The border sigue siendo la frontera. Over the past month, I have visited countless organizations in both CJ and EP who are all working towards changing the present reality of life on the border. This is the broadest description I can make, because they range from Midwifery clinics to labor union organizers to after school programs, and the connection which I see and hear from them all is the desire to change peoples (emphasis on the peoples) reality so they are able to make healthy choices for themselves and their lives. Be it petitioning for higher wages, or offering counseling services to battered women, all of the organizations operate with the awareness that there is a large amount of the population here who is not living a humane life. And, so it seems that many people are here doing very good work, which they are. But, lately I have been questioning my own personal role here and in these communities which I have the right and access to enter and exit as I wish. And, while I have encountered this "complex" of positioning and privelege (and have arrived at a point where I am comfortable just 'being' where I am, and try not to dig deeper than the humanity of those around me) there is still a part of me which continues questioning myself and my own motives for being here, and now for doing this job.

Last weekend, I visited Earlham College (to which I am an official alumni - weird), and it was a surprisingly huge relief to be there, for many reasons.
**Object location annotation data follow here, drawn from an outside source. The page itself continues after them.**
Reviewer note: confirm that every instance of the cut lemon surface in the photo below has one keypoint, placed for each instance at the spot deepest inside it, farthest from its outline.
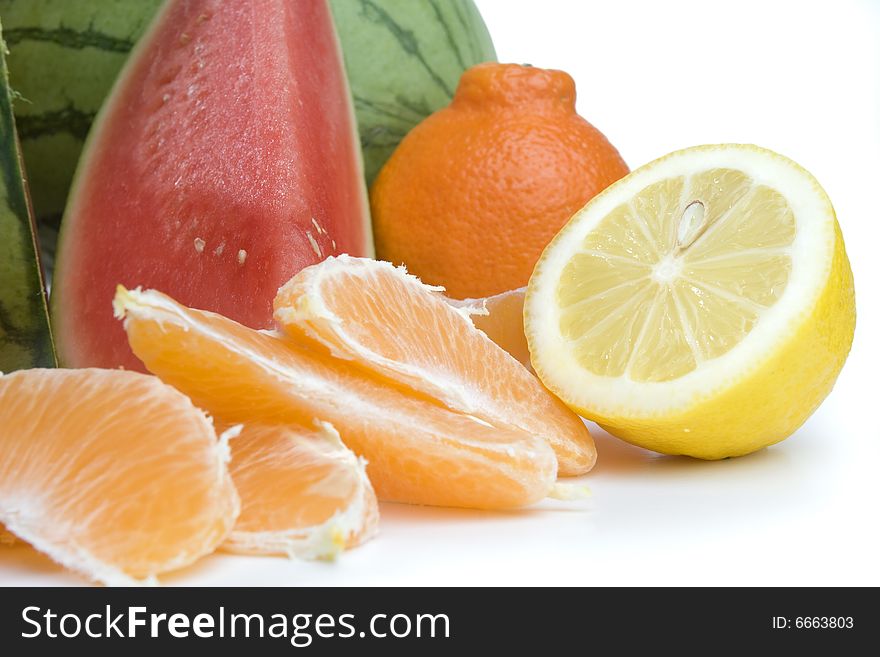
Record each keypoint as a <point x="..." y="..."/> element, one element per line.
<point x="388" y="323"/>
<point x="703" y="305"/>
<point x="303" y="493"/>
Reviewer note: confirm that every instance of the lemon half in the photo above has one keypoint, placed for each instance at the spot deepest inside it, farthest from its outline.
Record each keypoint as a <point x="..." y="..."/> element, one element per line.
<point x="703" y="305"/>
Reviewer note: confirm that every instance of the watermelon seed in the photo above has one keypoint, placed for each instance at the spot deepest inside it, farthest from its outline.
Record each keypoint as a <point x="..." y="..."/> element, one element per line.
<point x="315" y="247"/>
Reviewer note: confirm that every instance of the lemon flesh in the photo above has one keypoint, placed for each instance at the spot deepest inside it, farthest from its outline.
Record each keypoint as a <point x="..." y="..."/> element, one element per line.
<point x="703" y="305"/>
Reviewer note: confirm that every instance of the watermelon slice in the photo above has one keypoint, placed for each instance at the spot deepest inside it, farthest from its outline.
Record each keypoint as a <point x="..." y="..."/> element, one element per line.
<point x="25" y="340"/>
<point x="224" y="161"/>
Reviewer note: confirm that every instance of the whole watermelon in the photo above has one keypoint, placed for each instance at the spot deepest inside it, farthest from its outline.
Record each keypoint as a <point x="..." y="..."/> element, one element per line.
<point x="403" y="59"/>
<point x="25" y="340"/>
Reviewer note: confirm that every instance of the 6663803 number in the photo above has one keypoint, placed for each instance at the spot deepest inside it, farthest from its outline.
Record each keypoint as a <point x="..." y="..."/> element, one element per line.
<point x="813" y="622"/>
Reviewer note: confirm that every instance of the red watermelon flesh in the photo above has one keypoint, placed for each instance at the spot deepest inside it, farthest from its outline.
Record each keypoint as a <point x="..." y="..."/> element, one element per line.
<point x="224" y="161"/>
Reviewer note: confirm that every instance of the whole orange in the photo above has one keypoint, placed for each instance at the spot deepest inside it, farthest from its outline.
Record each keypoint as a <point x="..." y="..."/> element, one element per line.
<point x="474" y="193"/>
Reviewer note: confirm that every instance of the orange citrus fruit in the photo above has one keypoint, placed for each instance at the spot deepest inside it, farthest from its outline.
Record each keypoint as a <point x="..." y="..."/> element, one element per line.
<point x="387" y="322"/>
<point x="417" y="450"/>
<point x="500" y="317"/>
<point x="111" y="473"/>
<point x="303" y="493"/>
<point x="473" y="194"/>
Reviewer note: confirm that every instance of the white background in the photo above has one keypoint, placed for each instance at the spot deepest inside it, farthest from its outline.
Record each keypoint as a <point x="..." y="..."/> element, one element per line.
<point x="801" y="78"/>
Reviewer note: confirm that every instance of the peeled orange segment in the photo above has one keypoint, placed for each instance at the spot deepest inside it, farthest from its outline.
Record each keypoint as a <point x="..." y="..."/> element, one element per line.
<point x="417" y="451"/>
<point x="500" y="318"/>
<point x="111" y="473"/>
<point x="389" y="323"/>
<point x="703" y="305"/>
<point x="303" y="493"/>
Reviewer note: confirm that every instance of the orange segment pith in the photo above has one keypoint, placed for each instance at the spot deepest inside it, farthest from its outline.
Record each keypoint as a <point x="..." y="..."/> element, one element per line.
<point x="111" y="473"/>
<point x="302" y="492"/>
<point x="500" y="318"/>
<point x="390" y="324"/>
<point x="417" y="450"/>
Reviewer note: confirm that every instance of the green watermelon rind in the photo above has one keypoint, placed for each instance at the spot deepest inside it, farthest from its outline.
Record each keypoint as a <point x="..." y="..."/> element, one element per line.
<point x="65" y="55"/>
<point x="426" y="45"/>
<point x="25" y="337"/>
<point x="67" y="226"/>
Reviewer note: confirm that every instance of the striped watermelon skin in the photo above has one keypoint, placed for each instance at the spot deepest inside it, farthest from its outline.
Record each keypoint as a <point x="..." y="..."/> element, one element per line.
<point x="25" y="339"/>
<point x="403" y="59"/>
<point x="63" y="58"/>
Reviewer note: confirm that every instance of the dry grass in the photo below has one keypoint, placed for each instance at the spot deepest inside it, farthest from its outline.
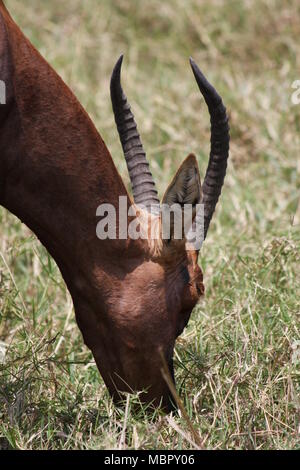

And, something that didn't strike me until I came back was simply that my eyes get exhausted while being here. I could draw out an elaborate metaphor about the significance of what I am seeing, and what I am comfortable with and not comfortable with - but really I believe that it comes down to the fact that there is a constant dust that you breathe, and have to peer through everywhere you go. The air is quite bad here - the bridges provide intense bubbles of exhaust, while the oil refinery produces a gross amount of (air-waste, i forget the word) that often settles in the valley over the two cities in the afternoon.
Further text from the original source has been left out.